You can use the CANS as an active component of treatment planning. When you initiate a treatment planning process, you can use a recently completed CANS to guide the planning process. Any need items on the CANS which have been rated a ‘2’ or ‘3’ should be addressed in the treatment plan. Strength items rated ‘0’ or ‘1’ can be used for strength-based planning while those rated ‘2’ or ‘3’ should be addressed through strength identification and building activities. When you are monitoring whether a plan was successful or needs to be adjusted a recently completed CANS will tell you whether needs have been resolved and strengths created. A CANS can be used to celebrate successes with the youth. Many agencies have embedded the CANS directly into their planning processes. In these applications that needs rated ‘2’ or ‘3’ automatically population the plan document (along with strengths rated ‘0’ or ‘1’). The plan then must address all identified needs and develop strategies to utilize existing strengths.
The CANS is intended to be a communication tool. You can use the CANS to facilitate communication and consensus within your treatment team by sharing the ratings with the team and ensuring that all members are in agreement with the assessment. Discussions about agreement on how the child’s needs and strengths are described provides the foundation for agreement about what approaches to take to address those needs and identify and build strengths. The CANS items will become the language by which these issues are discussed.

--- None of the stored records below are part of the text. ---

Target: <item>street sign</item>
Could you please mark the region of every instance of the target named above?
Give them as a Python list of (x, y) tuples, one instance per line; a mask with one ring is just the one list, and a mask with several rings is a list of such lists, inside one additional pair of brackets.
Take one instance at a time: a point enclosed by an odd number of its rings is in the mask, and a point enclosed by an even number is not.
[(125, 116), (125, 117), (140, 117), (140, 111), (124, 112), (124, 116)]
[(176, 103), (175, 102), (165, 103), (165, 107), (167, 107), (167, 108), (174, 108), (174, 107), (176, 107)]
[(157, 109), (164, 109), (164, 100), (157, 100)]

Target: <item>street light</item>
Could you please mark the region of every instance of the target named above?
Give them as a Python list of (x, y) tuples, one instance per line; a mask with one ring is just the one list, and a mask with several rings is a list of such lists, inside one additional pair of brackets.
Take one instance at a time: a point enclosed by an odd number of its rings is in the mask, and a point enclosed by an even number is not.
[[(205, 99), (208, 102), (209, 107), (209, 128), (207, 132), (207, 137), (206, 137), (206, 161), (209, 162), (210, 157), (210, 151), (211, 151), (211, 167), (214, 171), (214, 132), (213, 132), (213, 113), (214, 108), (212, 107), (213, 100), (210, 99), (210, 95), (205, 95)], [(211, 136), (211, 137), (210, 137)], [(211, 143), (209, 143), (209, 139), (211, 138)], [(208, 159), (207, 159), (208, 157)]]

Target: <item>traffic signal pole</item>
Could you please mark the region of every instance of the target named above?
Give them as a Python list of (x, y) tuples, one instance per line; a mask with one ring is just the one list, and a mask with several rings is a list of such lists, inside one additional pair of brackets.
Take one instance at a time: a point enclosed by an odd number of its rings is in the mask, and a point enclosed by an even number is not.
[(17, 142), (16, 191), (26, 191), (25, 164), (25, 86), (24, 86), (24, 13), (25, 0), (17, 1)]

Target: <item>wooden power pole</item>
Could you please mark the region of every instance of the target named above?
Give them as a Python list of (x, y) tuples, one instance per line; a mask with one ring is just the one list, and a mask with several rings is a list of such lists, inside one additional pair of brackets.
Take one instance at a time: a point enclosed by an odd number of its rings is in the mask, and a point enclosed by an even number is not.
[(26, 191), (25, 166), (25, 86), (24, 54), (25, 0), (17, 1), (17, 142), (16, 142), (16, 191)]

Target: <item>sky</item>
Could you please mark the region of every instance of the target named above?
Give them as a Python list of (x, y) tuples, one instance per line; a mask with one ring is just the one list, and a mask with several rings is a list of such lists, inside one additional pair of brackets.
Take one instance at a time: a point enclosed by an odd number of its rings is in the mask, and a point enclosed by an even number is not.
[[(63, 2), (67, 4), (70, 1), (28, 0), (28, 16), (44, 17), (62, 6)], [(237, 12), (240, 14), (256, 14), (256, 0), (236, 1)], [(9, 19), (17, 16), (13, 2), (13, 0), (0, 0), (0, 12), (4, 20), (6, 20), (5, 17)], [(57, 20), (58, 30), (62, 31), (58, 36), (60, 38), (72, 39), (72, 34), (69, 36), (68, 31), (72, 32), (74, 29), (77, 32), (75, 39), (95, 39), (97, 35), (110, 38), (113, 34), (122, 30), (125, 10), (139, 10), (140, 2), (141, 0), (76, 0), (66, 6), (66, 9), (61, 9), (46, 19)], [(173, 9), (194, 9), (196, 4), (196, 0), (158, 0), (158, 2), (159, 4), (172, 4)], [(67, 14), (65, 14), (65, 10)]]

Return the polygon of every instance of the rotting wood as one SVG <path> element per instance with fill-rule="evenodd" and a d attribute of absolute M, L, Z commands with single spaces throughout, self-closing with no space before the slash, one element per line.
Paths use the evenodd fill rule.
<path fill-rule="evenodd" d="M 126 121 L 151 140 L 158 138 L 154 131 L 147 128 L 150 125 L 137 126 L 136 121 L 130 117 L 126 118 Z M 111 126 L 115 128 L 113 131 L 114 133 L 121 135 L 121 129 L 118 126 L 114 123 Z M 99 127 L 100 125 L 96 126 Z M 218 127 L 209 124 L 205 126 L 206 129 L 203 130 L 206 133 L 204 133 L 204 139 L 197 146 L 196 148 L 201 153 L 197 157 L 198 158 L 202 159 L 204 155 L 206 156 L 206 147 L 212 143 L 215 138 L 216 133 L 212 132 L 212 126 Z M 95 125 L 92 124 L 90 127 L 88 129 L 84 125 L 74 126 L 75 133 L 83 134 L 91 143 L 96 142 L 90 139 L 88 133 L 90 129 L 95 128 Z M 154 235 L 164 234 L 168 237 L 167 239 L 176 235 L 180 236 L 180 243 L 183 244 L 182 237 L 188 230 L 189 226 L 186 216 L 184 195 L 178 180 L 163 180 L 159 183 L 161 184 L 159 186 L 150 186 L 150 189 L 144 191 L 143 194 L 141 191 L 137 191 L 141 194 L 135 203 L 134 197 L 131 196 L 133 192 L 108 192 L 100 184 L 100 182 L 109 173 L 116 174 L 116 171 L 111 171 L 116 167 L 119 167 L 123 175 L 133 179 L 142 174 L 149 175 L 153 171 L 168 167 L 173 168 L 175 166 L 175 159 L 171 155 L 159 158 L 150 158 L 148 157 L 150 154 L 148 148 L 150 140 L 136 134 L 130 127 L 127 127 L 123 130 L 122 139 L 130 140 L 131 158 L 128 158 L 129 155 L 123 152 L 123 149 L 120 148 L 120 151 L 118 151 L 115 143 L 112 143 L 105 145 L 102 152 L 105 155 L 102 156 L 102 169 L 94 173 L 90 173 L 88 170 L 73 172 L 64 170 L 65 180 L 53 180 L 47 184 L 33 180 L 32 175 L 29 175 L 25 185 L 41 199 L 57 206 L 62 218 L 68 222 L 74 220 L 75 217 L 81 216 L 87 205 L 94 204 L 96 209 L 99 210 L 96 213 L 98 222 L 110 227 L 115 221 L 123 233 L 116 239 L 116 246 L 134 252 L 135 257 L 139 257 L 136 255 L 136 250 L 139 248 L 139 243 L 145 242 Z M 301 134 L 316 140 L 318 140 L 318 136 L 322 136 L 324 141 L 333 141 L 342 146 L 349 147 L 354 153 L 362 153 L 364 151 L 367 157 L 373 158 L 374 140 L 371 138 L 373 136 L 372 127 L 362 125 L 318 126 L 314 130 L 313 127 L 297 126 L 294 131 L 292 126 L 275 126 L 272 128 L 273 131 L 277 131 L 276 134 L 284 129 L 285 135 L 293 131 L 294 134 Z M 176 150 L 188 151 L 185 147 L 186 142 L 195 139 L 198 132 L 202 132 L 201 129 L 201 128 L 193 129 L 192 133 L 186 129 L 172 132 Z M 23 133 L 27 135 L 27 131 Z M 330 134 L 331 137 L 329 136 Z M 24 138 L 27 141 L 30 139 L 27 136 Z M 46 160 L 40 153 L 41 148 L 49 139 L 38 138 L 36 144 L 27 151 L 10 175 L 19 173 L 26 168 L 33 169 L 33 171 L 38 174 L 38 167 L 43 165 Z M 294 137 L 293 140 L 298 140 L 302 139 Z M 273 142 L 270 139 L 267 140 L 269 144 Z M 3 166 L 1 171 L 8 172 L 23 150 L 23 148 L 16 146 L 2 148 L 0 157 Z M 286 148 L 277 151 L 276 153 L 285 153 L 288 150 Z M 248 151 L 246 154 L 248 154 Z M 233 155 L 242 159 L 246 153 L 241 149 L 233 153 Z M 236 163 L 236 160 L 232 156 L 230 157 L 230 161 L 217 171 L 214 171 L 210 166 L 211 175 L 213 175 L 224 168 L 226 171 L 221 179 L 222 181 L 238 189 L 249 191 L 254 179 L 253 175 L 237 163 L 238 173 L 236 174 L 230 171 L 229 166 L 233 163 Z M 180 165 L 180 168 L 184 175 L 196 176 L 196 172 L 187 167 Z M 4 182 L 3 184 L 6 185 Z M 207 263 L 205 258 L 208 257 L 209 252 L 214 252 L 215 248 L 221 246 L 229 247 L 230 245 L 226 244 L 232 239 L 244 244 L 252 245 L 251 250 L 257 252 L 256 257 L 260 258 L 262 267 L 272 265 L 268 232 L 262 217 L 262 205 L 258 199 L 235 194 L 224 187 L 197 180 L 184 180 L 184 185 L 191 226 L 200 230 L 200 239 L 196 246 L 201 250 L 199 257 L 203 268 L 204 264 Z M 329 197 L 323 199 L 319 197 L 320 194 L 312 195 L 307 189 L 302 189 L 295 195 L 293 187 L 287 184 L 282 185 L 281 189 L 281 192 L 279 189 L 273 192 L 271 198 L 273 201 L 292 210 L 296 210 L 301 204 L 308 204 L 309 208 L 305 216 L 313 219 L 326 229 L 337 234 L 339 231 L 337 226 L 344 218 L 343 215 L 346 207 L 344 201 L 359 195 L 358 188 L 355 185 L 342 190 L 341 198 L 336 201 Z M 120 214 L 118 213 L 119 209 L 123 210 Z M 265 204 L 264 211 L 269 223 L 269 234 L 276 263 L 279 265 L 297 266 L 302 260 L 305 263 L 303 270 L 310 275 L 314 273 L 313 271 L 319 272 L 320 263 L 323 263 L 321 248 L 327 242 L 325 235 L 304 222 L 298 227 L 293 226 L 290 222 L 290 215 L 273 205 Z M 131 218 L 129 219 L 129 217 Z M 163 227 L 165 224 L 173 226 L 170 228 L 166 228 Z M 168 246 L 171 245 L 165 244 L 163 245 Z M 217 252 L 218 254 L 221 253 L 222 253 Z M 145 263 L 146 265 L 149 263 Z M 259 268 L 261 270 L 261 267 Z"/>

The CANS is designed to be used for decision support (e.g. treatment planning, level of care), quality improvement, and outcomes monitoring activities. The Mental Health Services & Policy Program is establishing a ‘Superuser’ program to support both the effective use of the web-based training and to enhance agencies’ potential to utilize CANS data for quality improvement activities. If you are interested in participating in this program, please contact us.

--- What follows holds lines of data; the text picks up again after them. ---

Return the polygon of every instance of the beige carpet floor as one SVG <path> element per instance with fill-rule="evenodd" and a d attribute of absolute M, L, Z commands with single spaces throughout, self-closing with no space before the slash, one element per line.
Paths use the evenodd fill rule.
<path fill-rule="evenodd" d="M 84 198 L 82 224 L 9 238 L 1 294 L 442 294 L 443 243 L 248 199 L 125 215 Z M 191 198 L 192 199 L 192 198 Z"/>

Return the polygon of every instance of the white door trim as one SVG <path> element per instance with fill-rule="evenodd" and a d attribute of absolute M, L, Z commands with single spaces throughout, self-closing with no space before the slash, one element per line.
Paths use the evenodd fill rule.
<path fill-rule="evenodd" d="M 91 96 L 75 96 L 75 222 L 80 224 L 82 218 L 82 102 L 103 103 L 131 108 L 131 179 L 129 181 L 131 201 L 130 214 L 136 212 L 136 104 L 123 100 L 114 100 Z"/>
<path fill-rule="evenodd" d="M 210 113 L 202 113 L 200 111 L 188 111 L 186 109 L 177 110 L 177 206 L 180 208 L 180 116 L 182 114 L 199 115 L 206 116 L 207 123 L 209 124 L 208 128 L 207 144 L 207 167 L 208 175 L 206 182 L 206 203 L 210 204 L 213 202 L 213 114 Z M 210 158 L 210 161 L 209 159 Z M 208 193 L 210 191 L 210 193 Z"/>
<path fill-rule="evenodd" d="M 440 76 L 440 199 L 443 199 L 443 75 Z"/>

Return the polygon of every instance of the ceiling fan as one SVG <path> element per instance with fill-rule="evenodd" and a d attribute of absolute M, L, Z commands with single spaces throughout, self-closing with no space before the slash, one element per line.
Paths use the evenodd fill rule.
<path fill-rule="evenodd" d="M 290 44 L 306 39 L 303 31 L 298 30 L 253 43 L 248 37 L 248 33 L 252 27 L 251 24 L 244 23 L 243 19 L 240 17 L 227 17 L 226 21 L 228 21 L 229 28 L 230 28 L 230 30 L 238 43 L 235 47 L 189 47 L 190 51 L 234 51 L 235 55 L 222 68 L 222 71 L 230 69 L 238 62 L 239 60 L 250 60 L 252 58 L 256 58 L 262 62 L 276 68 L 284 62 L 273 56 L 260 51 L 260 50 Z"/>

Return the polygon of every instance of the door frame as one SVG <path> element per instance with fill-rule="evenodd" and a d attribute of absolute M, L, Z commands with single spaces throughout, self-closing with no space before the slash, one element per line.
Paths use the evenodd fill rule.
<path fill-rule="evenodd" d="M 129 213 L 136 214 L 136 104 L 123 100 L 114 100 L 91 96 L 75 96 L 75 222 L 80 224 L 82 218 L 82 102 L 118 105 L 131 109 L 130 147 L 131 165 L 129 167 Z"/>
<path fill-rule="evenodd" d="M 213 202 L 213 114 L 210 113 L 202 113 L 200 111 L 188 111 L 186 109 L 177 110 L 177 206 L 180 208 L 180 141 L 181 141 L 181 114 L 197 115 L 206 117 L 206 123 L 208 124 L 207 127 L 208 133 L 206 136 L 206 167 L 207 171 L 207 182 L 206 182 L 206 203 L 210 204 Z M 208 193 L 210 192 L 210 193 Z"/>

Different versions of the CANS are used in nearly every state, and in nearly every continent. In the U.S., statewide applications exist in Alabama, Florida, Iowa, Massachusetts, Mississippi, New Jersey, New York, and Tennessee, West Virginia, Wisconsin. Virginia Oregon, and Nevada are launching state-wide applications in 2008.
The CANS is an open domain tool that is free to use. The copyright is held by thePraed Foundation in order to maintain its intellectual integrity. A very large number of individuals including professionals, parents, and youth have participated in the creation of the various CANS tools. Training and certification is required for the use of the CANS.
There are a number of books that provide comprehensive description of the history and development of the CANS approach including : Lyons, JS (2004). Redressing the Emperor: Improving our children’s public mental health services system. Praeger, Westport CT. Lyons, JS & Weiner, DA (EDS) (2008). Strategies in behavioral healthcare : Total Clinical Outcomes Management. Civic Research Institute, New York Lyons, JS (2009) Communimetrics: A measurement theory for human service enterprises. New York, Springer.